Classes Taught by Prof. Kagan:

C&T 4900: Research and Independent Study: Curriculum and Teaching

Masters degree students undertake research and independent study under the direction of a faculty member.

C&T 5199: Early Childhood Policy: Prologue to the Future

Designed as a policy overview, this course examines these relationships using concrete examples; it will explicate the evolution and status of current policies, focusing on their impact on children and those who teach and care for them. Combining practical and theoretical orientations, the course is designed for those who wish to impact, or are impacted, by contemporary laws, mandates, and guidances—by policy. By gaining exposure to the challenges inherent in constructing and implementing contemporary policy, the primary institutions involved in these functions, and key influencers of policy, participants in this seminar will understand and be better positioned to construct sound early childhood policies and to more effectively contour their responses to them.

C&T 5514: Seminar in Early Childhood Education

Required of all second-year doctoral students in early childhood education and early childhood special education and open to other post-masters students with permission. Examination of underlying issues and currents in early child-hood education, with formulation of initial research plans.

 C&T 6502: Studies in Curriculum and Teaching

Permission required. Integrating seminar provides an opportunity for students to discuss issues and questions fundamental to the field of curriculum and teaching.

EDPA 4899: Federal Policy Institute

The Federal Policy Institute (FPI), taught by Prof. Kagan, is a multi-disciplinary class offered through Teachers College and the Center for Educational Outreach and Innovation that provides students with a firsthand opportunity to meet with key policy leaders around the most crucial contemporary policy issues. Participants will gain a theoretically grounded, practical understanding of the nuances and realities of American educational policy-making.
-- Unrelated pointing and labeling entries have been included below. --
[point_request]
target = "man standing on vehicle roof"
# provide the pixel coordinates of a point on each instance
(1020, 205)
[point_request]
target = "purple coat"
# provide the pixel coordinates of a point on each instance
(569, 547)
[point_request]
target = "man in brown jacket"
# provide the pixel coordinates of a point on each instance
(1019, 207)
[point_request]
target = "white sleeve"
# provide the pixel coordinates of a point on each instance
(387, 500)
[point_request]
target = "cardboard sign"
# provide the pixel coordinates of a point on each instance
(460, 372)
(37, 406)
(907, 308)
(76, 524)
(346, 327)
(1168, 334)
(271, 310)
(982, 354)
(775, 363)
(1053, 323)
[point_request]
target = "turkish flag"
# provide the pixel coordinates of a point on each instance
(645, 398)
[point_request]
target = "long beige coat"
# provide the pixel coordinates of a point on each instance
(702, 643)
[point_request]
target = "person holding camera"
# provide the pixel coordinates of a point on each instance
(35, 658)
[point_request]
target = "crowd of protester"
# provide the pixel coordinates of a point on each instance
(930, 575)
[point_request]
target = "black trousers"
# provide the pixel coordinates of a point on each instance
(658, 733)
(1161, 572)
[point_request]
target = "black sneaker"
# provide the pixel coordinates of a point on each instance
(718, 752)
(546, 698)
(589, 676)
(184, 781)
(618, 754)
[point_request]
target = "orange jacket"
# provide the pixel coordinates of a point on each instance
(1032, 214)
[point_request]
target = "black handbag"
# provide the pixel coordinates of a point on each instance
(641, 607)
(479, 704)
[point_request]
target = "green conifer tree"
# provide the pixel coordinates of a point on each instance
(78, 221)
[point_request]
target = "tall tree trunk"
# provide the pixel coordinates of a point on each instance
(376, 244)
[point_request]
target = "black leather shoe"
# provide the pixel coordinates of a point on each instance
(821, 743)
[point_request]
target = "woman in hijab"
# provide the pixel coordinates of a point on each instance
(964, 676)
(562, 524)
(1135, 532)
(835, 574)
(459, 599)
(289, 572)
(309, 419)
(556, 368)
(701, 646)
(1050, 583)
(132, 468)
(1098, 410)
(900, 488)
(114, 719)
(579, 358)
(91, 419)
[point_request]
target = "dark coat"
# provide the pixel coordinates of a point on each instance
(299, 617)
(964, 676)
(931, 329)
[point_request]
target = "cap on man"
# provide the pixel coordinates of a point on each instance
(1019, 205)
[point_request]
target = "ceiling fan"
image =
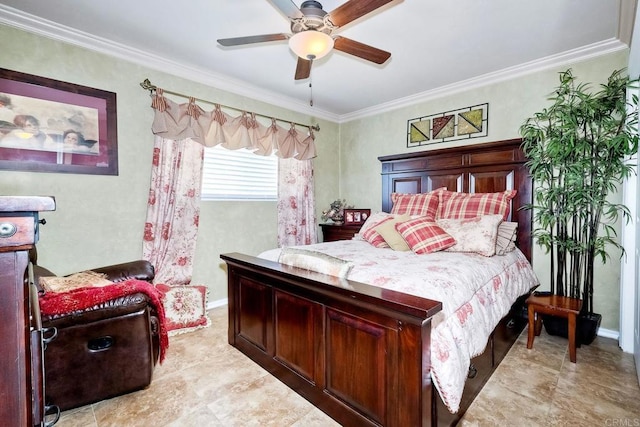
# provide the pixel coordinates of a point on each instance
(312, 28)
This class meets both at Teachers College and in Washington, D.C., to provide students with a true hands-on policy experience.
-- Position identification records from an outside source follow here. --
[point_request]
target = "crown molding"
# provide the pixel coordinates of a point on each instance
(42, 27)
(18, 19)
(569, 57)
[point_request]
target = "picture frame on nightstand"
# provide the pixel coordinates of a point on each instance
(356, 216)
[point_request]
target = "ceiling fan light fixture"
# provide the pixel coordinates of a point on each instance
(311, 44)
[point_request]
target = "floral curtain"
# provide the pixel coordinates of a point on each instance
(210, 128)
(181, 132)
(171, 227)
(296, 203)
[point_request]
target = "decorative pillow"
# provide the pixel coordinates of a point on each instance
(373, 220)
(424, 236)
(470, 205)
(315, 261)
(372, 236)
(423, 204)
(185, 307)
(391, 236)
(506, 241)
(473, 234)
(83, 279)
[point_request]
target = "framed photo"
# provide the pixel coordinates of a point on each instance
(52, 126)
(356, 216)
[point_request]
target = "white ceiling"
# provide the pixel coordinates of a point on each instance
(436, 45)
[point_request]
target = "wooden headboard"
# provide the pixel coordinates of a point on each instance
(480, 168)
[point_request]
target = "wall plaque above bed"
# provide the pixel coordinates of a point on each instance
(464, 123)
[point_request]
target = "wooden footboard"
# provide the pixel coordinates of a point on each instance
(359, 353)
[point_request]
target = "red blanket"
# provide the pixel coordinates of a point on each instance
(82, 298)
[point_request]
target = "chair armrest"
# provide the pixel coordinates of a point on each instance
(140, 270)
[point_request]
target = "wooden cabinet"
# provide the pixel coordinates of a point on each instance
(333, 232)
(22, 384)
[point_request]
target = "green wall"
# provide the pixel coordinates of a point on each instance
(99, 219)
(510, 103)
EDPA 6027 International Perspectives on Early Childhood Policy

This course looks at early childhood education policy through an international lens, addressing often neglected — but highly salient — policy questions, including: What have been the real effects of the Millennium Development Goals and the Education for All goals on education systems in general and on early childhood education in particular? How have poverty, gender, and the needs of marginalized populations/cultures shaped early childhood policy in diverse countries? What are the unique policy properties that must be considered when developing policies for young children and their families? To what extent do the policy contexts of nations differ, and how do these differences impact early childhood policies directly? To what extent can lessons learned in one context be faithfully transported across national boundaries? Based on readings and discussions of these issues, students will demonstrate their understanding of the role of policy in shaping early childhood education in a given country though the final paper, a situation analysis. Building on sequenced assignments, this paper will provide the platform for students to use policy tools and make recommendations for concrete early childhood policy improvements.